Of course, few can replicate the overbearing wrestling of Davis and Sonnen, yet the exception is Soszynski's definitive dismantling that saw "The Polish Experiement" manhandle Stann by rag-dolling him with takedowns, easily passing to full mount and eventually locking up his signature kimura. I'm not suggesting that Bisping should launch takedowns freely, but such an attack could be unexpected during heated exchanges. Stann's smoldering aggression and power also compensate wonderfully for his fairly average striking technique on the feet, offering even more appeal in exploiting his grappling defense.
Unlike the vast realm of complex Jiu-Jitsu fundamentals, MMA has taught us that sizzling knockout power, especially when transmitted directly to the chin, can overcome any and all advantages in experience and technique. As much as we love to drool over the elaborate mechanics of combat, it is, after all, a fist fight, and punching someone unconscious works too. Stann does that well.
That's not to say he's behind the curve in the technical striking department -- Stann has a good command of the basics. In open space, his timing, footwork, circling, pivoting in the pocket and punching form are all sound; as are his clinch mechanics, particularly his dirty boxing with the single collar tie or spearing knees with the double neck tie. Stann's cardinal asset is just being a fearless, hard-nosed, tough-as-nails slugger who can decapitate you with his fist at any time.
He's become noticeably adept with his left hook, especially now that he's anticipating his opponent's advance, cutting a hard pivot and cracking away at their exposed flank.

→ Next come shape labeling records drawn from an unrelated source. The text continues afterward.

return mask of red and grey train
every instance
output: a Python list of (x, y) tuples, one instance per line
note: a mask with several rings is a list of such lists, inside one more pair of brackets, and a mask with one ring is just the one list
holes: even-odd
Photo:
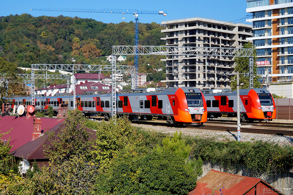
[[(271, 120), (276, 118), (275, 101), (270, 92), (262, 89), (239, 90), (240, 114), (243, 120)], [(208, 118), (237, 117), (237, 92), (204, 94)]]
[[(78, 95), (78, 108), (86, 116), (110, 115), (110, 94)], [(172, 124), (191, 124), (207, 121), (206, 101), (197, 88), (184, 87), (169, 88), (161, 92), (117, 94), (116, 113), (118, 117), (127, 116), (130, 120), (151, 120), (161, 117)], [(29, 97), (8, 98), (11, 108), (15, 105), (30, 105)], [(73, 109), (72, 95), (42, 96), (35, 98), (35, 109), (46, 111), (51, 106), (55, 111), (59, 104), (67, 104)]]

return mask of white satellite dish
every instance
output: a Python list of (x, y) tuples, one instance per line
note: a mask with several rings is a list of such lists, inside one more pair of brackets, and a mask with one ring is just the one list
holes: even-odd
[(74, 75), (70, 77), (70, 82), (72, 84), (76, 84), (77, 83), (75, 79), (75, 77)]
[(14, 115), (15, 114), (15, 111), (16, 109), (16, 106), (14, 105), (14, 106), (13, 106), (13, 111), (12, 111), (12, 114)]
[(21, 105), (17, 108), (17, 113), (19, 115), (22, 115), (24, 112), (24, 107), (22, 105)]

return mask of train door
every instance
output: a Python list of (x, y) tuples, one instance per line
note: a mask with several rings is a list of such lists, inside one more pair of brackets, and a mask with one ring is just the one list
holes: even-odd
[(151, 106), (151, 111), (152, 113), (157, 113), (157, 96), (152, 96)]
[(97, 99), (96, 100), (96, 106), (97, 111), (98, 112), (100, 112), (101, 111), (101, 106), (100, 105), (100, 97), (97, 97)]
[(227, 112), (227, 96), (221, 96), (220, 110), (223, 112)]
[(125, 112), (129, 112), (128, 103), (128, 97), (125, 96), (123, 99), (123, 110), (125, 111)]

His right hand is an instrument of pain in all forms, as his cross, overhand, hook and uppercut are ridiculously powerful and relentlessly plunged through any visible or potential gaps. He's a downright animal in the clinch, where his considerable strength comes into play to off-balance his foe; he's brutal with head control and typically presses down on or manipulates the head in some uncomfortable way to set up his short-range haymakers.
The distinct edge in experience and diversity makes Bisping the rightful favorite here, which explains his moderate push on the betting lines in the -170 to -185 range. I think Bisping's fluidity and finesse are enough to give him a close nod in a straight striking match but his distinct wrestling and submission advantage leaves this pretty clear cut. Obviously, with the ungodly punching power of Stann, Bisping could take a nap. However, that's precisely why his tactical motion and polished striking are so important, as well as his intelligence to avoid a brawl.
Hell, Stann out-brawled Leben and walloped him in a slug-fest, which is really saying something, so I expect Bisping to eschew prolonged entanglements in the clinch or anywhere near the cage corners. In fact, this should unfold a lot like Leben vs. Bisping, with the latter squeezing off quick and crisp bursts of tight punches before weaving his way back to the safety of open space. Bisping also has the fall-back option of rifling for takedowns, even if just to keep Stann guessing and hesitant or to augment the score cards.
My Prediction: Michael Bisping by decision.